In a Chapter 13 bankruptcy, you must get an accurate appraisal of the value of your house if you intend to wipe out the second mortgage in your bankruptcy. Not only must you get an appraisal that shows that your house is worth less than what you owe on your first mortgage, but you also must get that same appraiser to testify for you in court. Many appraisers will charge up to $400 for the appraisal and another $400 to spend the day with you in court to testify.
In most Chapter 13 bankruptcy cases, the appraisal is all in you need to wipe out the second lien on your house because many second mortgage holders won’t bother to challenge the action to wipe it out in the bankruptcy. My guess is that the reason some mortgage holders don’t bother to fight the Chapter 13 bankruptcy is that they know that the debtor must actually complete the entire bankruptcy case in order to successfully wipe out the lien.

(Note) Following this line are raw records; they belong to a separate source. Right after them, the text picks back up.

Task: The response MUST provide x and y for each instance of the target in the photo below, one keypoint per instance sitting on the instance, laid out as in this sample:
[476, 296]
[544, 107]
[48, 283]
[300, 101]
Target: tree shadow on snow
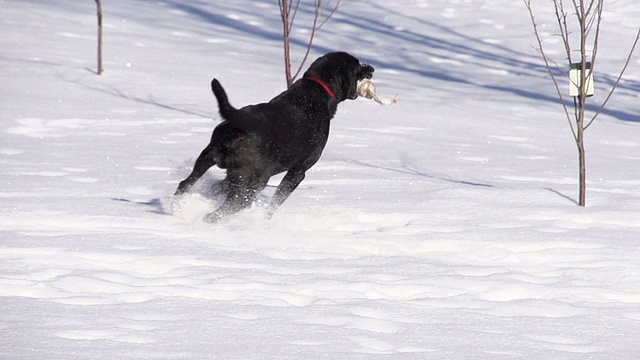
[154, 205]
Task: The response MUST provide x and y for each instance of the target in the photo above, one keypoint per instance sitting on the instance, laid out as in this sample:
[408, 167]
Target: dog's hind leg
[243, 190]
[204, 162]
[289, 183]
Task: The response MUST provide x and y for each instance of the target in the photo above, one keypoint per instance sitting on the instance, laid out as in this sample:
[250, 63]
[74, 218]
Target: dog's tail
[227, 111]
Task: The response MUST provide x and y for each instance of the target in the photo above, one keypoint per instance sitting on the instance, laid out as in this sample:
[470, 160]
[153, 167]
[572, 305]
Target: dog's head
[341, 71]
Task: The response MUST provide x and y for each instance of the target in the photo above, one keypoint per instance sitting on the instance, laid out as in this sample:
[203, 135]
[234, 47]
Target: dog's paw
[213, 217]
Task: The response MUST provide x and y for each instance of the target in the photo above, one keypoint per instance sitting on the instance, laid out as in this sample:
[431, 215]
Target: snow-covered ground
[444, 227]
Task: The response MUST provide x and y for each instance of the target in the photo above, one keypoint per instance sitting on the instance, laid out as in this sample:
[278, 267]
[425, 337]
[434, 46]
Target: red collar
[323, 84]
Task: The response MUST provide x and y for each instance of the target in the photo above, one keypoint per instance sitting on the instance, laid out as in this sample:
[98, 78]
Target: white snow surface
[443, 227]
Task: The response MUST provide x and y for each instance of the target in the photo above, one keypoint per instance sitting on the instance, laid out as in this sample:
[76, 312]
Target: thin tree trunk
[99, 11]
[582, 157]
[582, 97]
[284, 9]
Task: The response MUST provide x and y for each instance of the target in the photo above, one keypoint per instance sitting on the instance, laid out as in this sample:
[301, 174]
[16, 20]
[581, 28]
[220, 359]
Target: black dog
[286, 134]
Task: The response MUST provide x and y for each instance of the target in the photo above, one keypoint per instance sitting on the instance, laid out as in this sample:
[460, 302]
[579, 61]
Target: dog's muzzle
[365, 72]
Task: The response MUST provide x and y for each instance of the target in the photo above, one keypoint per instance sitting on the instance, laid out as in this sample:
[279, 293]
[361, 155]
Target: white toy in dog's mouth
[367, 90]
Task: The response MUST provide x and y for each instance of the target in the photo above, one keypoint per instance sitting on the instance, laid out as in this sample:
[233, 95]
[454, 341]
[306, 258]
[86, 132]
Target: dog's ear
[347, 74]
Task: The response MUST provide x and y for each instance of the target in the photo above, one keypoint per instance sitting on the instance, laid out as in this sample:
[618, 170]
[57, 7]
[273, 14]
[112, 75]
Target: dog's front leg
[289, 183]
[202, 165]
[242, 192]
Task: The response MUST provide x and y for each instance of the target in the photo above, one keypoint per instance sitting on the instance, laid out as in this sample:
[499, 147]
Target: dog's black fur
[286, 134]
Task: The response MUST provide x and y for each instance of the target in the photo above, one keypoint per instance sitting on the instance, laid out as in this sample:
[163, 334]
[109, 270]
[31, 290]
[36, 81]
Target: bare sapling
[99, 13]
[588, 16]
[323, 11]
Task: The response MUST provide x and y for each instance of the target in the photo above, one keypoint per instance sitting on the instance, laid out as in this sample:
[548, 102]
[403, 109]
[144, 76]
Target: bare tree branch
[615, 85]
[548, 66]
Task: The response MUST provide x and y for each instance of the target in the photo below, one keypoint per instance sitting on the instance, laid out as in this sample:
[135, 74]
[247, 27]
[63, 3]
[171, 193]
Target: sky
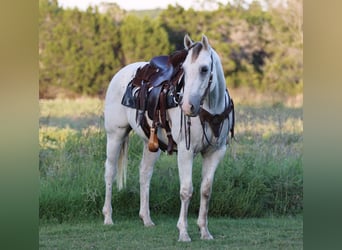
[130, 4]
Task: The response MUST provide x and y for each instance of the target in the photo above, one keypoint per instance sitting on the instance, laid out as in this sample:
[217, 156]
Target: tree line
[80, 51]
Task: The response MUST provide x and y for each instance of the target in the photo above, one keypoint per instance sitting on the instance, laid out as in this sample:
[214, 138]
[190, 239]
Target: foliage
[79, 52]
[261, 174]
[127, 233]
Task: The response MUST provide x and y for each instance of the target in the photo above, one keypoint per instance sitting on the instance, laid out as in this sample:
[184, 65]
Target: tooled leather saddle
[153, 90]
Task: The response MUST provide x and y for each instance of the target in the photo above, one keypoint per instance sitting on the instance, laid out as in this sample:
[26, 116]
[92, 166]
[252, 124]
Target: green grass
[261, 174]
[128, 233]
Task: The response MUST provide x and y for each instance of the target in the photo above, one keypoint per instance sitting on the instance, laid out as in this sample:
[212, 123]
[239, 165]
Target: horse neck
[215, 101]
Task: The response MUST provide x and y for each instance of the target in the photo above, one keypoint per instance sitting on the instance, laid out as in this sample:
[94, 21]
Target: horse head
[198, 67]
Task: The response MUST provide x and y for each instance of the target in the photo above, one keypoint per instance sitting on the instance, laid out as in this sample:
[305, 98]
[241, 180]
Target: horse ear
[205, 42]
[187, 41]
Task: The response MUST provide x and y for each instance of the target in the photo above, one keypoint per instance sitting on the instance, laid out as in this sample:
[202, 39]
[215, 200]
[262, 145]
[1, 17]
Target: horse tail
[122, 165]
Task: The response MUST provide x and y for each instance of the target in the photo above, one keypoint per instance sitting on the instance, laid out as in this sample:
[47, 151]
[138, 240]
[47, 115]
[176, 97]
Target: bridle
[205, 116]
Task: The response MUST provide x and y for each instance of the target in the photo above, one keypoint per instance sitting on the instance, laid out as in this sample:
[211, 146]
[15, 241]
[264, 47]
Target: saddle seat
[152, 91]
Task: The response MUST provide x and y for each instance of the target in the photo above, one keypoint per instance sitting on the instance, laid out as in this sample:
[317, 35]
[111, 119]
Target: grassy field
[257, 197]
[128, 233]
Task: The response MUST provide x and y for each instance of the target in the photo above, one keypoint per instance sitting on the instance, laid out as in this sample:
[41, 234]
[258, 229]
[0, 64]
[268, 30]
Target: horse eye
[204, 69]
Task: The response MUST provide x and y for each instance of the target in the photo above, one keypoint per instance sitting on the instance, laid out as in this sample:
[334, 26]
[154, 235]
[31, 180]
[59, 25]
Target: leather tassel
[153, 145]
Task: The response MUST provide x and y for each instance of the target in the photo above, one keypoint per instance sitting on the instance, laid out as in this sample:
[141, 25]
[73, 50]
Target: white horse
[204, 90]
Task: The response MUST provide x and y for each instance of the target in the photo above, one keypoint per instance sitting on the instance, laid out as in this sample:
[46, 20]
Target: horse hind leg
[116, 146]
[146, 171]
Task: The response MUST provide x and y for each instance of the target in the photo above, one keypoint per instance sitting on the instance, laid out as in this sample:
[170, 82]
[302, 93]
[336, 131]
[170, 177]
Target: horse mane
[178, 57]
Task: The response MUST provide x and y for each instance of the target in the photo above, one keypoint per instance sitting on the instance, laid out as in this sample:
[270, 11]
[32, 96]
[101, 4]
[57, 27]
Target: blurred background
[82, 44]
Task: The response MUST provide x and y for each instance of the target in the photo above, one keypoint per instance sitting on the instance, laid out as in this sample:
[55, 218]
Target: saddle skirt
[153, 90]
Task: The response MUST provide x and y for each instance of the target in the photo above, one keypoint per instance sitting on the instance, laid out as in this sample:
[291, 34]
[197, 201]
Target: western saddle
[154, 89]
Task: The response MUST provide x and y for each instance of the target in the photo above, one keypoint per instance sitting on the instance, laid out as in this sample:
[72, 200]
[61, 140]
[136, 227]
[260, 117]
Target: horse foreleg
[146, 171]
[185, 160]
[114, 144]
[210, 163]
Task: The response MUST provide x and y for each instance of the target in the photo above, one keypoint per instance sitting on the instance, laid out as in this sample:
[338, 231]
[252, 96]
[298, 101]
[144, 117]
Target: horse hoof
[149, 224]
[184, 238]
[207, 237]
[108, 221]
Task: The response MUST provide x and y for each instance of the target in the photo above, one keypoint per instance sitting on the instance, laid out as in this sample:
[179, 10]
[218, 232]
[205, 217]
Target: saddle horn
[153, 144]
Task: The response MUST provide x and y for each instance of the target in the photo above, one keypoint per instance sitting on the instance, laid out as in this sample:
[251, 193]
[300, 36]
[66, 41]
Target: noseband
[215, 121]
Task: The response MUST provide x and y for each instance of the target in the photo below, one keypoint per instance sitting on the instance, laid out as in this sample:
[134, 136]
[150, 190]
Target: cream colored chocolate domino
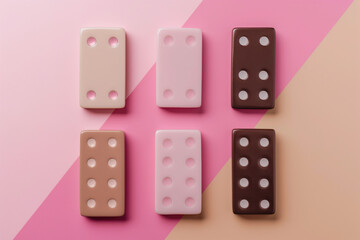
[178, 172]
[102, 173]
[102, 68]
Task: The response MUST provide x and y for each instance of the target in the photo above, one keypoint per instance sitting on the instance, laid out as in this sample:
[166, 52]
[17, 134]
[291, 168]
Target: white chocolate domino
[102, 68]
[178, 172]
[179, 68]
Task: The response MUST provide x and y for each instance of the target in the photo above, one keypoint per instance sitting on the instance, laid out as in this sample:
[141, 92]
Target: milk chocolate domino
[253, 68]
[102, 173]
[253, 171]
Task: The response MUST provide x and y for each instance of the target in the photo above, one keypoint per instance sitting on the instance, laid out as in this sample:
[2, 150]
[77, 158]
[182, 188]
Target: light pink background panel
[39, 82]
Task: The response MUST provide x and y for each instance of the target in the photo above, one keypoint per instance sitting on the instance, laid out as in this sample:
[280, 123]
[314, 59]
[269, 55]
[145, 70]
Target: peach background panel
[317, 129]
[58, 217]
[39, 78]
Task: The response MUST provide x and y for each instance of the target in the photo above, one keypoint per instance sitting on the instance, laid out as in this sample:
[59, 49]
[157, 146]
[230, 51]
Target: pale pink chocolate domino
[102, 68]
[178, 172]
[179, 68]
[102, 173]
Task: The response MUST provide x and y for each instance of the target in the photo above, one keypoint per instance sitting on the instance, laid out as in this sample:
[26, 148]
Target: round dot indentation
[264, 204]
[91, 162]
[167, 181]
[264, 183]
[263, 75]
[243, 75]
[190, 162]
[112, 203]
[244, 142]
[112, 142]
[244, 161]
[244, 41]
[190, 142]
[167, 161]
[264, 142]
[243, 95]
[112, 183]
[190, 94]
[244, 182]
[91, 183]
[189, 202]
[190, 41]
[168, 94]
[91, 41]
[112, 162]
[167, 143]
[167, 201]
[113, 95]
[168, 40]
[190, 182]
[91, 95]
[113, 42]
[264, 162]
[264, 41]
[244, 203]
[91, 203]
[263, 95]
[91, 142]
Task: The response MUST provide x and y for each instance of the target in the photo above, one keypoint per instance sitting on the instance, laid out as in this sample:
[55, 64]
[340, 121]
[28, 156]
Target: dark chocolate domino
[253, 171]
[253, 68]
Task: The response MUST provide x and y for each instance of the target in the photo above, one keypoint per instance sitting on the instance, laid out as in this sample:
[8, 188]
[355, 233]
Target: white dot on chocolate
[244, 203]
[91, 203]
[264, 204]
[91, 182]
[244, 41]
[243, 75]
[243, 162]
[112, 142]
[112, 163]
[244, 142]
[264, 183]
[263, 75]
[244, 182]
[91, 162]
[263, 95]
[264, 142]
[264, 162]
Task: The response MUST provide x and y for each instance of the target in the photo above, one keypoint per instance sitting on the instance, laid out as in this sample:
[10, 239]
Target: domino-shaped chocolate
[102, 173]
[179, 68]
[102, 68]
[253, 171]
[253, 68]
[178, 172]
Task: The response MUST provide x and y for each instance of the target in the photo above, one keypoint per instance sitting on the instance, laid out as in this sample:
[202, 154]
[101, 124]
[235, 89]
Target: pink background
[42, 119]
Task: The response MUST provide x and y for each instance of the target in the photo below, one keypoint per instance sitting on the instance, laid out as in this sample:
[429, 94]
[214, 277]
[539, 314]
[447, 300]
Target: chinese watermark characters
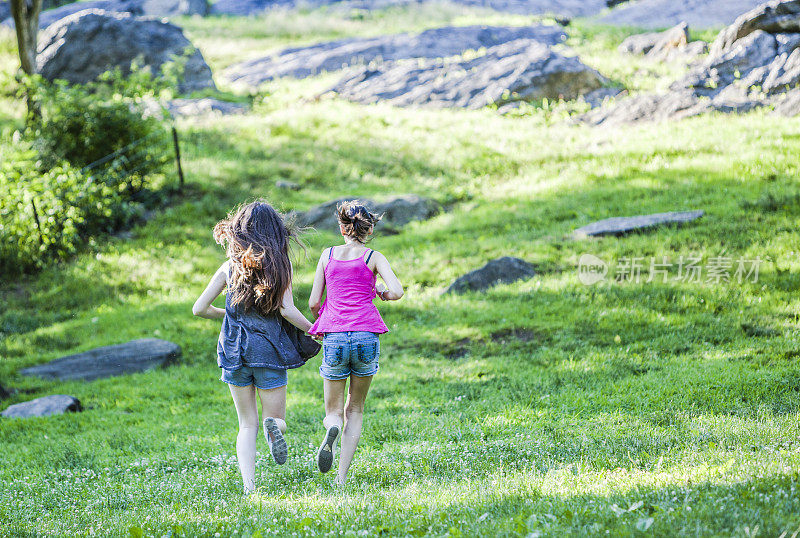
[695, 268]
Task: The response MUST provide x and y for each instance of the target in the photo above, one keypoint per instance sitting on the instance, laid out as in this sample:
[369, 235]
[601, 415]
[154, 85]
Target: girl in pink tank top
[350, 324]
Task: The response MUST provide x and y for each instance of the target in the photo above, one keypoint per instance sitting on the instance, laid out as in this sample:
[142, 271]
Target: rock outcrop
[623, 225]
[108, 361]
[57, 404]
[666, 13]
[335, 55]
[668, 45]
[80, 47]
[521, 70]
[751, 64]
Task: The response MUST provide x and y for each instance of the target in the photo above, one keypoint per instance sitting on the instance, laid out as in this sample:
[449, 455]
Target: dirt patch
[523, 335]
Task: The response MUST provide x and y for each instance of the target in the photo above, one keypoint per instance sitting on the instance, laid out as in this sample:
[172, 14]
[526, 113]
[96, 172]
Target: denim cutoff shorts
[351, 352]
[260, 376]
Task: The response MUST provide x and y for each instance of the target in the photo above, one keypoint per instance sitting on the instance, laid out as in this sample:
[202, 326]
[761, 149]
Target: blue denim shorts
[351, 352]
[260, 376]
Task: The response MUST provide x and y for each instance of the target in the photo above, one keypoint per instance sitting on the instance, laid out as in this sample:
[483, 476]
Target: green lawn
[544, 407]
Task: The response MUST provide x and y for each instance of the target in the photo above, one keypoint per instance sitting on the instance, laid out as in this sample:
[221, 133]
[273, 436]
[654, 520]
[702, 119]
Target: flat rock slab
[202, 106]
[80, 47]
[774, 17]
[130, 357]
[562, 8]
[666, 13]
[500, 271]
[397, 211]
[57, 404]
[751, 64]
[521, 70]
[335, 55]
[623, 225]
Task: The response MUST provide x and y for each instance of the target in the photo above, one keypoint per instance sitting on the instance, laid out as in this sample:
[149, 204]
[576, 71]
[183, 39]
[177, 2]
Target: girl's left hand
[380, 289]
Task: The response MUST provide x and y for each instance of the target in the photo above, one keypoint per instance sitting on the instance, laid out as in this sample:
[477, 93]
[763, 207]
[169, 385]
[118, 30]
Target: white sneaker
[276, 442]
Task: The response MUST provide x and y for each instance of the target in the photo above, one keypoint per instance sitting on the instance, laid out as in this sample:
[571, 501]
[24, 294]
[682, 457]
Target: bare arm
[318, 288]
[394, 289]
[203, 307]
[291, 313]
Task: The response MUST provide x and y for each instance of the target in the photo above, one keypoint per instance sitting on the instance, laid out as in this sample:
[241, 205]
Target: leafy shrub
[84, 123]
[80, 168]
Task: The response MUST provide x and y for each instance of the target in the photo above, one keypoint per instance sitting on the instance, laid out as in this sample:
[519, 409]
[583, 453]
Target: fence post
[177, 156]
[38, 225]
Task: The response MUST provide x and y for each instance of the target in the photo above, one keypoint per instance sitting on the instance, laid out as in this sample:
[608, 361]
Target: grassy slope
[621, 403]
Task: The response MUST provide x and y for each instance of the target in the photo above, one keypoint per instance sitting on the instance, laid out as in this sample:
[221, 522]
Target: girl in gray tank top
[253, 351]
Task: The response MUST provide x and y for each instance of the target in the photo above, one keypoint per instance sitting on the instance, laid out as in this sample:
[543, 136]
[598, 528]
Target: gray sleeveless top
[255, 340]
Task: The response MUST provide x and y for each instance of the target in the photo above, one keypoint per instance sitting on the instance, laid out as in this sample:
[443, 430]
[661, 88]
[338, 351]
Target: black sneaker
[326, 451]
[277, 444]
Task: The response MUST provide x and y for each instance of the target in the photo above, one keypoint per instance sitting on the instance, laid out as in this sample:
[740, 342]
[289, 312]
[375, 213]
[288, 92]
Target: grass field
[544, 407]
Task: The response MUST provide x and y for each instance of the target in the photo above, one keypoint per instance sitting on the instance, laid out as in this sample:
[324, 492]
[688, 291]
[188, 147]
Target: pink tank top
[348, 306]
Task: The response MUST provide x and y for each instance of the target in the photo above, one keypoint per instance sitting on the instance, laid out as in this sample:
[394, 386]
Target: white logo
[591, 269]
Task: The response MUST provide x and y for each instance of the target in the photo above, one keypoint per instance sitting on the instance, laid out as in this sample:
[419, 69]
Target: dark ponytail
[356, 219]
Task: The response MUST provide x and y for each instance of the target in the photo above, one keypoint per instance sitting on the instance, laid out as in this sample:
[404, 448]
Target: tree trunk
[26, 19]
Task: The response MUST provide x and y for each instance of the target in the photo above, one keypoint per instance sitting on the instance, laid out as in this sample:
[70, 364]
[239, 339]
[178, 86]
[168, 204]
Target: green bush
[62, 199]
[80, 168]
[83, 124]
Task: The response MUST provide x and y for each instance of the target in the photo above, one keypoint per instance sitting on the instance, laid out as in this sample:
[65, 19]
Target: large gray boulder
[667, 45]
[203, 106]
[108, 361]
[560, 8]
[80, 47]
[57, 404]
[774, 17]
[139, 8]
[522, 70]
[335, 55]
[749, 72]
[500, 271]
[665, 13]
[397, 211]
[623, 225]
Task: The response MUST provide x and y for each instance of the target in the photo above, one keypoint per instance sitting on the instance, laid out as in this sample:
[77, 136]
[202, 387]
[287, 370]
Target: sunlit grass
[542, 407]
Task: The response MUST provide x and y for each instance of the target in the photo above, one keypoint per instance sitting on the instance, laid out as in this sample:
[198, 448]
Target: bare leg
[354, 417]
[334, 402]
[244, 398]
[273, 409]
[334, 411]
[273, 404]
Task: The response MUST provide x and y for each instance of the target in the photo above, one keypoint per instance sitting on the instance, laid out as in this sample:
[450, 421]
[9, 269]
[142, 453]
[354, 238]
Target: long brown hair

However, in some Chapter 13 bankruptcy cases, the second holder will fight back. Credit Unions seem most likely to ignore the reality of depressed real estate values in Georgia and will do everything they can to keep their lien on the house from getting treated unsecured in the Chapter 13 bankruptcy case. Credit Unions almost never have trouble finding some real estate appraiser to support their argument that the house in question is worth more than what is owed on the first mortgage.
In some cases, the appraiser for the second holder will list houses that are substantially more expensive than the house in question to try to justify a higher price. In the trial, its up the debtor and her appraiser to point out the differences between the houses that the second holder uses in their appraisal and houses that are truly comparable to the house in question.